Not that Tan would know much about being lazy—at the age of 34, with two kids, and ten years of experience under her belt working in the IT industry for companies like HP and IBM— Tan left the path she was on to become an entrepreneur.

“I asked myself, ‘Why isn’t there a skincare brand that leverages technology to detect the lifestyle and environmental changes in your life?’” Tan said. She set out to create one.

Tan’s brand offers a range of serums that can be customized to meet an individual’s skin care needs.

Within four years of launching in Singapore, the company had entered several Asian markets and secured a partnership for distribution with cosmetics retailer Sephora. Today, Skin Inc products are available for purchase in over 100 cities worldwide in standalone shops and Sephora stores, as well as globally on the Skin Inc website.

Tan attributes her global success in part to the wide applicability of her products to women of all different skin types. “Beauty is a universal language!” she observed. She added that the openness and improving the speed of the Internet around the world has helped: “With social media today it’s so easy for us to relate and engage and hear from global customers directly.”

Another factor in her success was Tan’s background in IT and understanding of the evolving nature of business in the Internet era.

“We were born digital and global,” Tan said.

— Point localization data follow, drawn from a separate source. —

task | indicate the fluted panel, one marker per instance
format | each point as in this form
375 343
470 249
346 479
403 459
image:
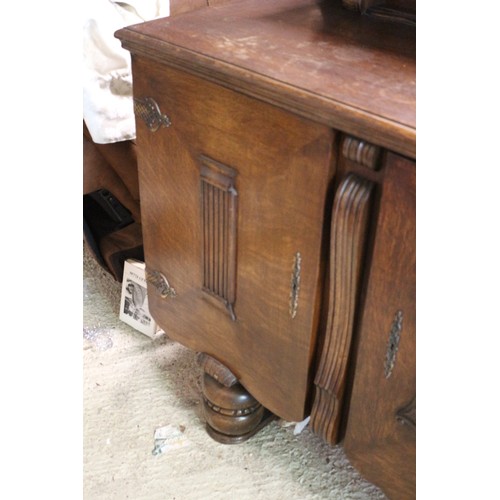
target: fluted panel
349 224
219 219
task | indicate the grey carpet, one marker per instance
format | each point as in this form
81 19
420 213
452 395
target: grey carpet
134 385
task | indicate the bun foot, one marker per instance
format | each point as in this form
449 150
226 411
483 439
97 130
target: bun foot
232 414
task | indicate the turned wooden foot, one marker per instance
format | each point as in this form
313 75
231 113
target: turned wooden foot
232 414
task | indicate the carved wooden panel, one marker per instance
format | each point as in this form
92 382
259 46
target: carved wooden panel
349 224
219 217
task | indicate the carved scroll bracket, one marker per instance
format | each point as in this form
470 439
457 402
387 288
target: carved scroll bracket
349 226
361 152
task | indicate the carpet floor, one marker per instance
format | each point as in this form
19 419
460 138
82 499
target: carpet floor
134 385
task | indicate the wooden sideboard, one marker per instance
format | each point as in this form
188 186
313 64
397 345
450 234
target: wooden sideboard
276 152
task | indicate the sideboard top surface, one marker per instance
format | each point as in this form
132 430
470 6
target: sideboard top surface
314 58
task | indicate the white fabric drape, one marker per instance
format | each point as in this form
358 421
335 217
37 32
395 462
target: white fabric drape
107 76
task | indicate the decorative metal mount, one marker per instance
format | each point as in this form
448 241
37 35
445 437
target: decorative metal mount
295 285
147 109
407 415
159 281
393 344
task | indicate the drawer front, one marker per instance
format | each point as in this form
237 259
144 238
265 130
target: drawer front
233 196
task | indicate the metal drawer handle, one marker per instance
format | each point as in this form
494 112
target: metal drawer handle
148 110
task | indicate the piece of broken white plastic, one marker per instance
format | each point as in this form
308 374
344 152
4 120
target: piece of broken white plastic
169 437
300 426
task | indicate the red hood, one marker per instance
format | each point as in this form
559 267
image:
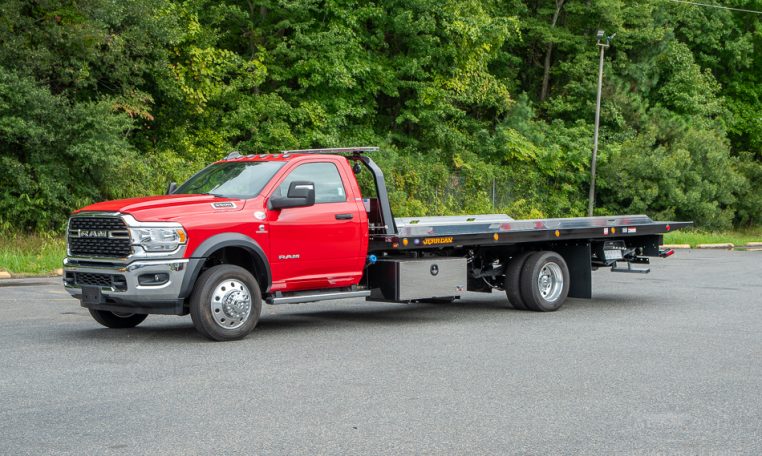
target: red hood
167 207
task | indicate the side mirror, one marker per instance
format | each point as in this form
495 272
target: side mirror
300 193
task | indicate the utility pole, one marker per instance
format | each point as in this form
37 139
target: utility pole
603 46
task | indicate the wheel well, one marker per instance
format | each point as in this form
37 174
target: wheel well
242 257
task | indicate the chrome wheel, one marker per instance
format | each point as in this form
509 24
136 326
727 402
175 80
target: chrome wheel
550 282
231 303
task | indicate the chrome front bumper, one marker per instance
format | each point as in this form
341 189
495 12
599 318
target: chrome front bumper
128 292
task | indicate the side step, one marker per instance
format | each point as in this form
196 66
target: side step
630 269
312 296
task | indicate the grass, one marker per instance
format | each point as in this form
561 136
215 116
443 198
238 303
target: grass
697 236
31 254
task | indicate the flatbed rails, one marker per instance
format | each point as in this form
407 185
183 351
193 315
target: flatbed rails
480 230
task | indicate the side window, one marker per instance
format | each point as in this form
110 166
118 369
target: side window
328 185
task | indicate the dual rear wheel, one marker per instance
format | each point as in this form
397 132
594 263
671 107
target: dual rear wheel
537 281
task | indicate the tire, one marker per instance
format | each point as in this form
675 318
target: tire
226 303
117 320
544 282
512 283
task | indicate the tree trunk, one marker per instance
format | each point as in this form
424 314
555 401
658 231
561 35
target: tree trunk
549 52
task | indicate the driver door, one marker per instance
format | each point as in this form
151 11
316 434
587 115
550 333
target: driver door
318 246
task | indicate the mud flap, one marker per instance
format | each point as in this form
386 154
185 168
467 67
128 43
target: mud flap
579 260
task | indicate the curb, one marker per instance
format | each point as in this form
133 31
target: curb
727 246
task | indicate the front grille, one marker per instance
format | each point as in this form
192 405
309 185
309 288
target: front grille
116 244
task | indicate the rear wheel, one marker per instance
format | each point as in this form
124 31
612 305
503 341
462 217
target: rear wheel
512 282
544 281
117 320
226 303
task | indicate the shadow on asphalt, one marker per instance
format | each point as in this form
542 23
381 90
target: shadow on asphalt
356 316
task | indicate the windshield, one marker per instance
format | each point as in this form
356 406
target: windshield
231 179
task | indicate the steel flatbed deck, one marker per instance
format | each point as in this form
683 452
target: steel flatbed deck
497 229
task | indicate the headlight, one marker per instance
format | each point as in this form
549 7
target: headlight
158 239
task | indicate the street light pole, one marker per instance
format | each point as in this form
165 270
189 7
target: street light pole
603 46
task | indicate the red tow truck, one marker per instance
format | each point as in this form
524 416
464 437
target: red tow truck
294 227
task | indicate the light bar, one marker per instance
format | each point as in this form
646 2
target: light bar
335 150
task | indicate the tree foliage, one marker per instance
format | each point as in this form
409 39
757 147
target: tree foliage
480 105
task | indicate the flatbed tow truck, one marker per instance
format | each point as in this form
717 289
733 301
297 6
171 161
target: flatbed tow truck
294 227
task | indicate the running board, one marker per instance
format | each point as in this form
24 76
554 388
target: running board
327 296
630 269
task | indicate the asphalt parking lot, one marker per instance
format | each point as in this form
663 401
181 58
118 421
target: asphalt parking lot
665 363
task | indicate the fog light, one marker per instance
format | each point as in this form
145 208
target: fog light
153 279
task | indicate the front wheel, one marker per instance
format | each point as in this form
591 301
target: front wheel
117 320
226 303
544 281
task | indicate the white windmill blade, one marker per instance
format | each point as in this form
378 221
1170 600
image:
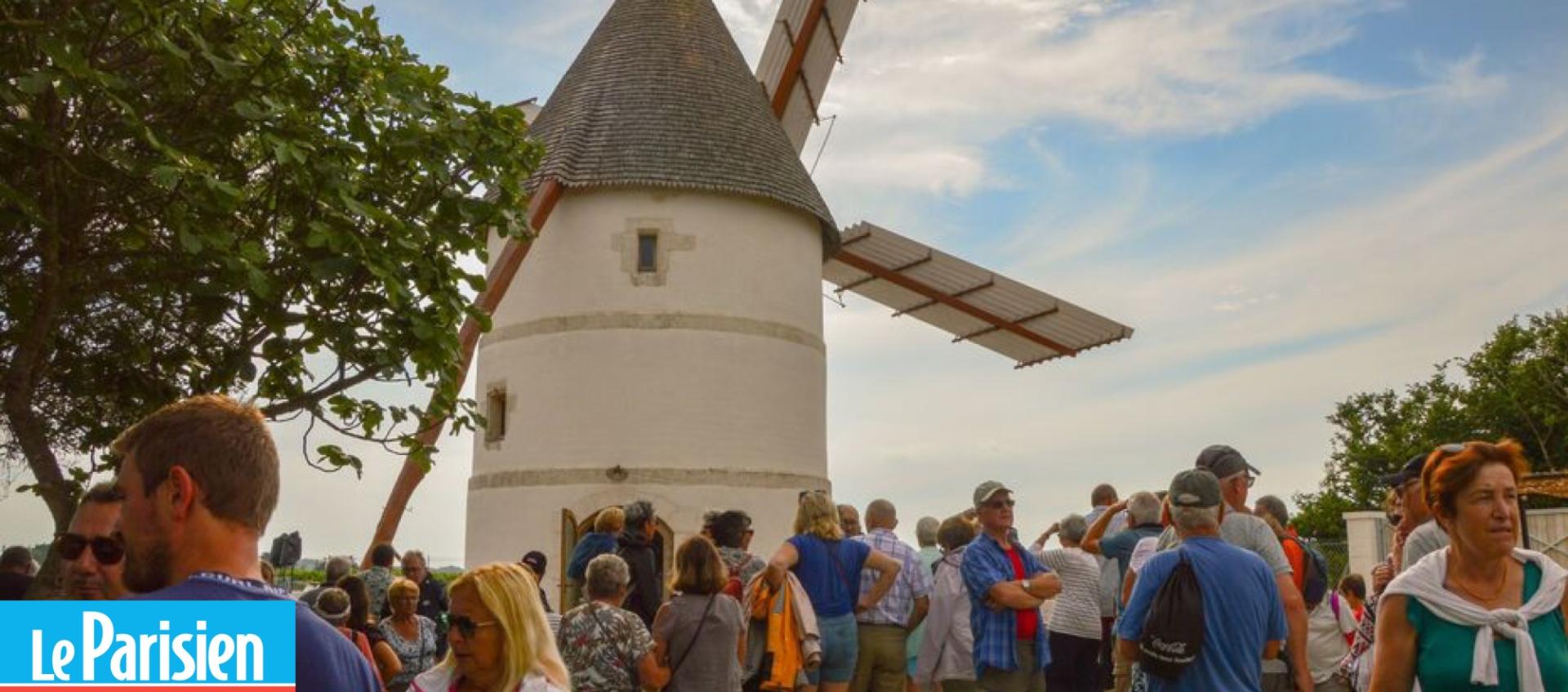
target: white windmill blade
804 44
964 300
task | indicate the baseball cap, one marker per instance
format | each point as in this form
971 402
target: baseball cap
1196 489
983 492
1222 460
1411 470
537 562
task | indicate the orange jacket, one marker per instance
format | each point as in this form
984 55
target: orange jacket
791 637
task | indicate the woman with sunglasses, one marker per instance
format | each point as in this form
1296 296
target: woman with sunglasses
499 639
1479 614
828 569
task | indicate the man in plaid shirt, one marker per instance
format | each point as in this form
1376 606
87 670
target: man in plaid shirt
884 630
1005 586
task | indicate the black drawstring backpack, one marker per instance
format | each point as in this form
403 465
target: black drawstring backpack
1174 630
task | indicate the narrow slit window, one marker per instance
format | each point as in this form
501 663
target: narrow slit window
496 416
648 252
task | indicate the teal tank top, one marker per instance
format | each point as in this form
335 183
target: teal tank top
1443 650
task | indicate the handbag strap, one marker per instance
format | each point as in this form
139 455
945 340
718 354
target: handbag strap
852 583
698 632
610 641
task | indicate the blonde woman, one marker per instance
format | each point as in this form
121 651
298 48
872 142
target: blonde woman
499 639
410 634
830 569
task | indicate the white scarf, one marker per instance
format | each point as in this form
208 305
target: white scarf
1424 583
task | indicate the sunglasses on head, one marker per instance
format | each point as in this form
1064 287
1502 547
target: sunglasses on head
105 550
466 625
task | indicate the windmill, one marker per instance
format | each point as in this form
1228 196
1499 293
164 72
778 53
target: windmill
664 337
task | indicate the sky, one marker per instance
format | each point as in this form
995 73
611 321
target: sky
1290 199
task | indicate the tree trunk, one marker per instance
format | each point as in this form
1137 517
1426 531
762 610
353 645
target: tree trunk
496 284
33 344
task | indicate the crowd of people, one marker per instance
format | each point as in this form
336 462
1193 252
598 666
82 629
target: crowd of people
1181 589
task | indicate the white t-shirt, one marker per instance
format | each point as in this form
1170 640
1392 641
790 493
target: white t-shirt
1076 609
1325 636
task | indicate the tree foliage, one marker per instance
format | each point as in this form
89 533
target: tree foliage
267 198
1515 386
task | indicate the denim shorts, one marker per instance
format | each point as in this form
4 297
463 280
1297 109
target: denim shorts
840 645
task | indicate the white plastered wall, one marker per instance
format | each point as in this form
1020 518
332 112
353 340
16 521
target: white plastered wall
705 385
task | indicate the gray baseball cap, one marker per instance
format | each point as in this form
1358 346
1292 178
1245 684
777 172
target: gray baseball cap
1196 489
1223 462
1411 470
987 490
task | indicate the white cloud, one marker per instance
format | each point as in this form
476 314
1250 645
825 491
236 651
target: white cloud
929 78
1360 297
1462 80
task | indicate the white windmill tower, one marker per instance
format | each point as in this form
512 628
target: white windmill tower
664 337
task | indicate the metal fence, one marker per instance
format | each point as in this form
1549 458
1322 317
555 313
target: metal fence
1338 557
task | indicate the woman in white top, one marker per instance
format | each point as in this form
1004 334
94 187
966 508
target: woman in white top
499 637
1075 622
947 650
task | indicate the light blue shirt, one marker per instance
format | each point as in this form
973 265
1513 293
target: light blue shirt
1241 613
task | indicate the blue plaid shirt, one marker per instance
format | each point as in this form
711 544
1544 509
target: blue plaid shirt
996 632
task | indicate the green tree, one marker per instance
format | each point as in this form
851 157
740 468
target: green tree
1515 386
267 198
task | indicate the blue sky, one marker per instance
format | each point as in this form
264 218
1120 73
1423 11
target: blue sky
1290 199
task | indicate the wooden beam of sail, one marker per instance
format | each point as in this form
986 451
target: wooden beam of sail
496 284
804 44
968 301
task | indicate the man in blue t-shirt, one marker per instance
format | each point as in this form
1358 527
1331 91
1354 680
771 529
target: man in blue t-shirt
201 480
1242 614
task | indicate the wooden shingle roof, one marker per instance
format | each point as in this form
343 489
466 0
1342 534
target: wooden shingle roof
662 96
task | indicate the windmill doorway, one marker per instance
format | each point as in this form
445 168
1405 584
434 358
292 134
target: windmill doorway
572 531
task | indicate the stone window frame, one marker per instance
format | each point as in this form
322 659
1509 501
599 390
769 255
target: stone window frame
627 242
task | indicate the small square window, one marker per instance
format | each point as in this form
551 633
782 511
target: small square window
496 416
647 252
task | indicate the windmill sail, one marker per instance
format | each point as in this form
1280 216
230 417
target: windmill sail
973 303
804 46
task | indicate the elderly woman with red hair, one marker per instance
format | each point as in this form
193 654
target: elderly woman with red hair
1481 614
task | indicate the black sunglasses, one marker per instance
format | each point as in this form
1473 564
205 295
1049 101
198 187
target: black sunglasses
105 550
466 625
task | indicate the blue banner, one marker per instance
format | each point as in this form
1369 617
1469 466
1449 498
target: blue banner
91 645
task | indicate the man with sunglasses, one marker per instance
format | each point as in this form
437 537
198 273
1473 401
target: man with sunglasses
1241 529
93 553
1423 534
16 573
1005 586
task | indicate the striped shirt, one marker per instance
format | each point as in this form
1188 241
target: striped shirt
1076 611
996 632
915 579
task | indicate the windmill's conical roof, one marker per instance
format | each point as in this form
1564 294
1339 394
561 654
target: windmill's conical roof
662 96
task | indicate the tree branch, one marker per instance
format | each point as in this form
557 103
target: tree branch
315 397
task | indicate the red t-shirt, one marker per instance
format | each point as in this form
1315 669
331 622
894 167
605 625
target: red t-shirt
1027 620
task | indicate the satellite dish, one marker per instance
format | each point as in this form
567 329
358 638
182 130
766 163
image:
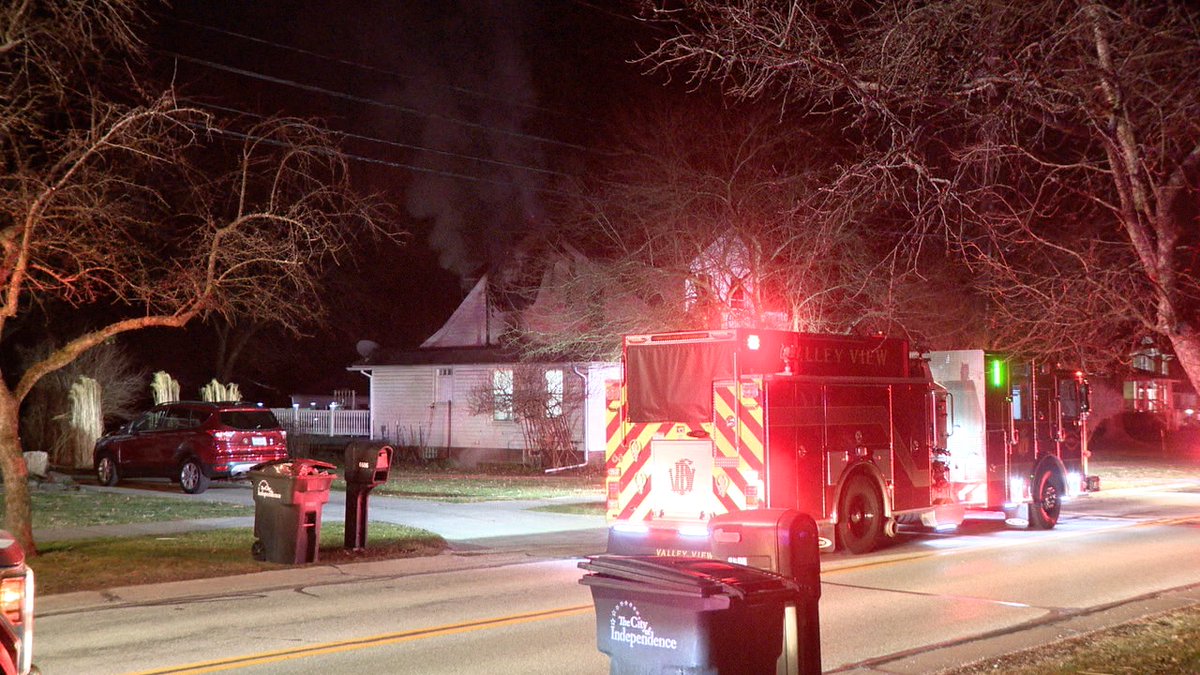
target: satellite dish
366 347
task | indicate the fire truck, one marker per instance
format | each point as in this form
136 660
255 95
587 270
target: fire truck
858 432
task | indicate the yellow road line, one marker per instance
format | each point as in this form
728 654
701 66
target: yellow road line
364 643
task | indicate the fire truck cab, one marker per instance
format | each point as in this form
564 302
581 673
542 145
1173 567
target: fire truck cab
856 431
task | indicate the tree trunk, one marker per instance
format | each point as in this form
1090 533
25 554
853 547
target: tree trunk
1187 348
18 514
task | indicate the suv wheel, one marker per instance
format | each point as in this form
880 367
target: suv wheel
106 471
192 478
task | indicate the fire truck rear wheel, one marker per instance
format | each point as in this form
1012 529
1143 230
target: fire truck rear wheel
1047 500
861 523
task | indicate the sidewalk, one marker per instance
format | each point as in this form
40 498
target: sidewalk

She established her company as a global entity from the beginning, with R&D and manufacturing based in Japan, an innovation team in Cincinnati, Ohio, and headquarters in Singapore. She explained that the reason for this layout is to capitalize on different countries’ strengths in order to keep pace with the market: “The marketplace is moving so fast, but just because you have speed, doesn’t mean you can have quality. If you look at the example of Apple, they were able to scale their manufacturing while still delivering a good quality product into the hands of the consumer. It’s hard to ensure that these two objectives match with both your suppliers and manufacturing.”

The company’s global expansion posed several challenges, noted Tan, especially in the areas of product registration, tax and trademarking. She advises leaving enough time to manage the administrative aspects of entering a new market. “Often we had consumer demand in a new market but couldn’t move in due to registration processes.” Since filing paperwork and getting approvals is such a streamlined process in Singapore, she said, it came as a surprise that receiving similar approvals in other countries could be so onerous.

She advocates the use of a “70-30” model, where smaller countries recognize the legitimacy of a rigorous national or regional regulatory body and eliminate some of the baseline regulatory requirements. “We shouldn’t have to start from ground zero in every new market we enter.”